The first move that confirmed the franchise was serious about this transition? When it announced the removal of its former team name and logo after decades of drawback from fans and the national media, who claimed it was offensive towards Native Americans.
Fans will remember owner Dan Snyder, who purchased the team back in 1999, being adamant about “never” changing the name, maintaining that it somehow honored Native Americans.
After facing pressure from fans and the community — plus prominent sponsors like FedEx, PepsiCo and Nike encouraging the move — Snyder, much to his chagrin, caved.
Well, it would appear that Washington is committed to taking the next steps when it comes to further distancing itself from its controversial history.
In an official announcement, the Football Team confirmed it will no longer permit fans to wear “Native American-inspired ceremonial headdresses or face paint at home games.”

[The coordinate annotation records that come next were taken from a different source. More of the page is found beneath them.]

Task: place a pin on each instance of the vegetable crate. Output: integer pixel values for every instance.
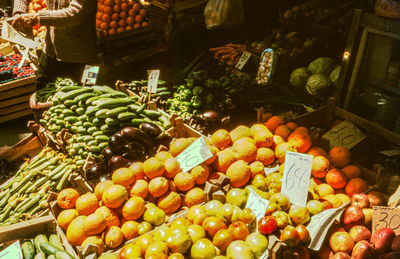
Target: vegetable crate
(14, 98)
(31, 228)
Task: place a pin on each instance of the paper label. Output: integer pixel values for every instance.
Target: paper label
(153, 80)
(12, 251)
(296, 177)
(319, 225)
(243, 60)
(257, 204)
(195, 154)
(386, 217)
(89, 76)
(344, 134)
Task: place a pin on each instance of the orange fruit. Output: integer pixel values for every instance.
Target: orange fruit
(133, 209)
(75, 234)
(94, 224)
(153, 167)
(355, 185)
(184, 181)
(320, 166)
(283, 131)
(340, 156)
(239, 173)
(169, 202)
(256, 168)
(66, 217)
(114, 196)
(137, 169)
(96, 241)
(178, 145)
(66, 199)
(123, 176)
(113, 237)
(200, 174)
(221, 138)
(265, 156)
(100, 187)
(140, 188)
(336, 178)
(351, 171)
(224, 159)
(158, 186)
(112, 218)
(245, 150)
(273, 122)
(172, 167)
(87, 204)
(194, 196)
(130, 229)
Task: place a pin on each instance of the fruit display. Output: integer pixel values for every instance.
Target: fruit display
(94, 113)
(116, 16)
(26, 193)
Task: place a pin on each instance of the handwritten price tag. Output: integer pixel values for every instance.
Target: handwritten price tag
(257, 204)
(243, 60)
(195, 154)
(12, 251)
(153, 80)
(386, 217)
(344, 134)
(319, 225)
(296, 177)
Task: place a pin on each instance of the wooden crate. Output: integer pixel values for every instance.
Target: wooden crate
(14, 98)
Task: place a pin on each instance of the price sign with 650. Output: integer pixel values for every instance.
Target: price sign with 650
(195, 154)
(296, 177)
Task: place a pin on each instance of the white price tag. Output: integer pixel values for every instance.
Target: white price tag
(12, 251)
(243, 60)
(296, 177)
(344, 134)
(319, 225)
(153, 80)
(89, 76)
(257, 204)
(195, 154)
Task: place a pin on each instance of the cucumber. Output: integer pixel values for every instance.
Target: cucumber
(28, 250)
(126, 116)
(102, 114)
(114, 112)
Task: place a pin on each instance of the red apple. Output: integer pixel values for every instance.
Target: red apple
(360, 199)
(377, 198)
(238, 230)
(353, 216)
(359, 233)
(382, 239)
(341, 242)
(364, 250)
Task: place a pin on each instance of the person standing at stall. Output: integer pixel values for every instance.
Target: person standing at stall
(71, 41)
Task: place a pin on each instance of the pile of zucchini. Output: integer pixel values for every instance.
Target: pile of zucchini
(42, 247)
(92, 115)
(27, 191)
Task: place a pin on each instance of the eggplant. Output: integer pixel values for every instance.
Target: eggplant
(96, 171)
(117, 162)
(150, 129)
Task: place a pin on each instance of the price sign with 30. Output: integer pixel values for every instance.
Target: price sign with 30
(195, 154)
(296, 177)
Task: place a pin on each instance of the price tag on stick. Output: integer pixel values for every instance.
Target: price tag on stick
(386, 217)
(195, 154)
(296, 177)
(344, 134)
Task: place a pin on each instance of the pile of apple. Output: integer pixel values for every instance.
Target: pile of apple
(116, 16)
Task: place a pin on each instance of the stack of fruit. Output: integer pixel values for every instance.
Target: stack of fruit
(116, 16)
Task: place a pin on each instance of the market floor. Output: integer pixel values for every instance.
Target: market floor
(11, 132)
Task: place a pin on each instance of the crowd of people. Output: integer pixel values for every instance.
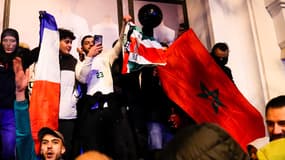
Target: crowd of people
(106, 115)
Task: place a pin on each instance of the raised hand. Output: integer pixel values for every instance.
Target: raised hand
(21, 78)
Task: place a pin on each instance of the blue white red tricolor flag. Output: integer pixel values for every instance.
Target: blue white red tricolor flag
(140, 50)
(44, 102)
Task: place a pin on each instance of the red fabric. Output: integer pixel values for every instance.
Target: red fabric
(189, 68)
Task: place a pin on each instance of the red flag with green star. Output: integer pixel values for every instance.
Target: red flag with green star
(193, 80)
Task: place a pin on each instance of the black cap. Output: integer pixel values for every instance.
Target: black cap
(45, 130)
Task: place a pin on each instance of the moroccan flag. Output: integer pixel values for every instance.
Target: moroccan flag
(44, 103)
(140, 50)
(198, 85)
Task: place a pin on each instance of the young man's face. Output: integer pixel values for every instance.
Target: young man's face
(222, 56)
(65, 45)
(87, 44)
(52, 147)
(9, 44)
(275, 120)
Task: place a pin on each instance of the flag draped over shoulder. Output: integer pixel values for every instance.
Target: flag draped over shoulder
(44, 102)
(198, 85)
(140, 50)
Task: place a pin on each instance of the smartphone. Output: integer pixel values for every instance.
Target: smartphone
(98, 39)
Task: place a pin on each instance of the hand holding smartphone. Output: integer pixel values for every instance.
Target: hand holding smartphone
(98, 39)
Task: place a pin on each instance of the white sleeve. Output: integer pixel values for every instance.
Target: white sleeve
(82, 69)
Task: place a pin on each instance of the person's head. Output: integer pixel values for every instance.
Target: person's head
(252, 152)
(275, 117)
(9, 40)
(220, 52)
(87, 42)
(66, 37)
(51, 144)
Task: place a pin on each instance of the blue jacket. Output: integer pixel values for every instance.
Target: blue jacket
(24, 142)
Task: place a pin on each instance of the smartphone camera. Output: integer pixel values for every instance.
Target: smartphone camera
(98, 39)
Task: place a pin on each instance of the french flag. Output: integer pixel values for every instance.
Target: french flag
(44, 102)
(140, 50)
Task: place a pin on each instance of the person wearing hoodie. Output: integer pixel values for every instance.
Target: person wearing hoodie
(9, 49)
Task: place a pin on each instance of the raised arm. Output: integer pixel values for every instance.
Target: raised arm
(24, 142)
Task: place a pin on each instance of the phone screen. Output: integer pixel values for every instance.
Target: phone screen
(98, 39)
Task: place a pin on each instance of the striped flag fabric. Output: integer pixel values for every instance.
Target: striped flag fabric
(44, 101)
(140, 50)
(193, 80)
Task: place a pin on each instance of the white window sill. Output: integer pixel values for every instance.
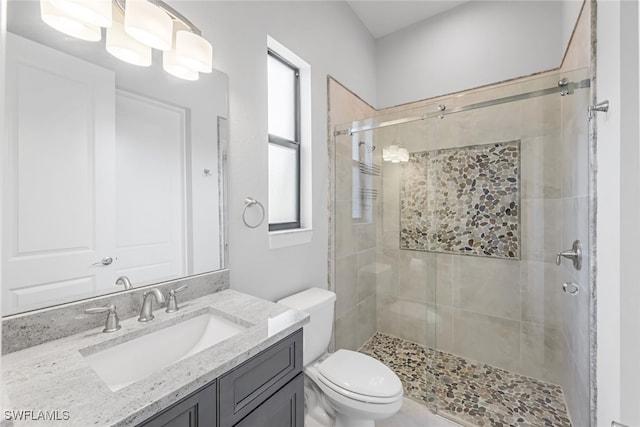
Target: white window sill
(286, 238)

The Football Team is committed to disbanding from its former name.
This announcement comes now that fans have been allowed back inside FedEx Field for the first time since 2019…and the first time since Washington changed its name.
The aforementioned attire was popular amongst fans, and the Football Team is clearly being preemptive as far as avoiding potential large-scale drawback.
There’s something to be said for that, and it looks like Washington has finally moved past waiting until the absolute last second to address serious matters.
We know some of you must be wondering if this announcement could prelude the franchise revealing its new name and logo. Sorry, but it’s not happening yet.
During a recent media session, team president Jason Wright made it clear they aren’t announcing the name until they’ve decided on a logo, and a “new branding of the organization as well as completing the trademark process,” as ESPN’s John Keim put it.
Getting back to the rule change, this is unequivocally the right call.
It’s pretty simple: if Washington is serious about distancing itself from anything that links back to Native American culture — not that people will forget! — forbidding fans from flocking into FedEx Field decked out in attire that reflects said culture was a necessary move.
Let’s hope fans respect the organization decision by adhering to the new rules.